In 1986, Burlison joined the Sun Rhythm Section, an oldies group, which included amongst others D J Fontana, Elvis’s former drummer. In 1990, he signed on with Rocky Burnette’s rockabilly revival band.
Solo album
In 1997, Burlison cut his first ever solo LP Train Kept A-Rollin’ on Sweetfish Records as a tribute to The Rock and Roll Trio. The LP contained eleven tracks, three of which, “Train Kept A-Rollin'”, “Lonesome Tears in My Eyes” and “Lonesome Train (on a Lonesome Track)”, had been featured on The Rock and Roll Trio’s original 1956 album. The album featured such guest artists as Rocky Burnette (Johnny’s son), Billy Burnette (Dorsey’s son) of Fleetwood Mac, Rick Danko and Levon Helm of The Band, David Hidalgo, Cesar Rosas, and Conrad Lozano of Los Lobos, Mavis Staples and Kim Wilson of The Fabulous Thunderbirds.
Death and legacy
Paul Burlison died on September 27, 2003 in Horn Lake, Mississippi after a long battle with colon cancer. He was interred in Hinds Chapel Cemetery, Lake Cormorant, Mississippi. Rocky and Billy Burnette helped eulogize their fathers’ band mate at the funeral.
Many guitarists have claimed to have been influenced by Paul Burlison. These include Jimmy Page, Jeff Beck and Eric Clapton. Additionally, The Beatles, The Yardbirds, Led Zeppelin and Aerosmith have played cover versions of The Rock and Roll Trio’s hits, often with special emphasis on Burlison’s guitar riffs.
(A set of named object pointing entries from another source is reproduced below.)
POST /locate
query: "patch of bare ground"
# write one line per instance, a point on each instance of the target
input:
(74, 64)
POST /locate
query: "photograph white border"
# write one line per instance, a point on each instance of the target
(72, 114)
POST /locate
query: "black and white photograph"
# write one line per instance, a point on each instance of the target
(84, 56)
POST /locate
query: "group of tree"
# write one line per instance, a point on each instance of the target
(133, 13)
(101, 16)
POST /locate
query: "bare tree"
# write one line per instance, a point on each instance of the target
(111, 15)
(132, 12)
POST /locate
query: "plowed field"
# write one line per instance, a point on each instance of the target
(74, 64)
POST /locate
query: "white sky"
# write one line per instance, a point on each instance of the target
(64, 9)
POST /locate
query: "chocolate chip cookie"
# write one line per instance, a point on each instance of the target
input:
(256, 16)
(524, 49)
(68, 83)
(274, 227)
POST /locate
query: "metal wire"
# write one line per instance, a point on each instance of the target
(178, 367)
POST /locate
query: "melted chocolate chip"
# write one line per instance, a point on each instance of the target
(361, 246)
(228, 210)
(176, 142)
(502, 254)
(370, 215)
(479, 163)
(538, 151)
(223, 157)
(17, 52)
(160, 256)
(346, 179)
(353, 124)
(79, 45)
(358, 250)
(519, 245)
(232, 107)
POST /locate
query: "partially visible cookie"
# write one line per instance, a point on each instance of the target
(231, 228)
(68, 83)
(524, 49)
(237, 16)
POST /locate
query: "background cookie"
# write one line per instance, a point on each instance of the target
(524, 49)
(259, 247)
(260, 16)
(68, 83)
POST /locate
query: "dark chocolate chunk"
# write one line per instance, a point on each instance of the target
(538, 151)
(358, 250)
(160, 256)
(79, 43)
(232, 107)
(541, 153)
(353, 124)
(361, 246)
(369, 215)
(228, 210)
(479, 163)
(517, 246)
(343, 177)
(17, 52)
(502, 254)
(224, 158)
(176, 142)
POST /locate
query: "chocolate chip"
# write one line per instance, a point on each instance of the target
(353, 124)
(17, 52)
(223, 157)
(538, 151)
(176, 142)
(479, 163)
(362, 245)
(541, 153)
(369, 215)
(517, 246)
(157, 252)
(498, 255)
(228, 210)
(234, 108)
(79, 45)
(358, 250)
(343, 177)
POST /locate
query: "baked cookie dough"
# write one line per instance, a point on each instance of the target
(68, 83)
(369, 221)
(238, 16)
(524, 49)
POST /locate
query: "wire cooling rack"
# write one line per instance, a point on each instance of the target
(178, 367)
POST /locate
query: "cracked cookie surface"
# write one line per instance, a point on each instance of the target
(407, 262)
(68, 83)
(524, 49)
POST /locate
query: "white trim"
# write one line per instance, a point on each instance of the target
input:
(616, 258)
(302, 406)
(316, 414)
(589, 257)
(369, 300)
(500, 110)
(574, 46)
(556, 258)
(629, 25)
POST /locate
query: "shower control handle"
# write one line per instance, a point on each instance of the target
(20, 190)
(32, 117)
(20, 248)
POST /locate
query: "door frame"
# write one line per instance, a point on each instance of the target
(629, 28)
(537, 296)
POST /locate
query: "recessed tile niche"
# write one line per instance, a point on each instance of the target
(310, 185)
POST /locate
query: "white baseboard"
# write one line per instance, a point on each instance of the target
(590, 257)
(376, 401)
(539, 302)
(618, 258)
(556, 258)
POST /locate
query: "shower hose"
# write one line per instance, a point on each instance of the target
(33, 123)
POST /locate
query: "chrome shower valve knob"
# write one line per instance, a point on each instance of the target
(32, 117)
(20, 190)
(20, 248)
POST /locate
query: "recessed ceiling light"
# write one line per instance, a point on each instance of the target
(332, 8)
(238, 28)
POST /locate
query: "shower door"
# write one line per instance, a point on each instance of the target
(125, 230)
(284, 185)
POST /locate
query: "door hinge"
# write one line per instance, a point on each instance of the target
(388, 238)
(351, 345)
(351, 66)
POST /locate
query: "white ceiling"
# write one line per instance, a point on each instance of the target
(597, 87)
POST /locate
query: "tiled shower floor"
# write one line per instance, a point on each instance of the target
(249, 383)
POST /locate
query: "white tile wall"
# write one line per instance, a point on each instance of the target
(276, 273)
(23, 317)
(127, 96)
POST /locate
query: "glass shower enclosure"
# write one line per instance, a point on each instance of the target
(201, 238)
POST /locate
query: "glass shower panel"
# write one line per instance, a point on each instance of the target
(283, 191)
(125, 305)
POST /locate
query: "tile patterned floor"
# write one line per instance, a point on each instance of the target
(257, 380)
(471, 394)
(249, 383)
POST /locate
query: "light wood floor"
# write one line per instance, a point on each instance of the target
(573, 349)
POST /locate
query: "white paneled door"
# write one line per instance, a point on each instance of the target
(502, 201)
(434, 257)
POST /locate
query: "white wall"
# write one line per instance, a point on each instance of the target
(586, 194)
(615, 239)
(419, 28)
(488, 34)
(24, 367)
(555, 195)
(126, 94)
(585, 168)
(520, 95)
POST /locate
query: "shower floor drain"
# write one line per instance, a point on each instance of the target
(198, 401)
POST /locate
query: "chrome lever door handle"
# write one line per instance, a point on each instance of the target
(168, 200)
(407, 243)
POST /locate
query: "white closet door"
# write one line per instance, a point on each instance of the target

Paul Burlison was also a mentor to the Rockabilly band The Dempseys (Brad Birkedahl, “Slick” Joe Fick and Ron Perrone Jr). The Dempseys have had modest success around the world for their rockabilly style, honed around Memphis and alongside a willing mentor in Burlison. They also played Elvis Presley’s band in the Oscar-winning film Walk the Line. Burlison played on their first album, a cassette album recorded at Sam Phillips’ Studios in Memphis, TN. He also was pictured on their first CD album, Drinking Songs for Your Grandparents and provided an introductory track, playing on a few more. That cover also pictured Cordell Jackson.
Paul Burlison’s pioneering contribution to rock-and-roll has been recognized by the Rockabilly Hall of Fame.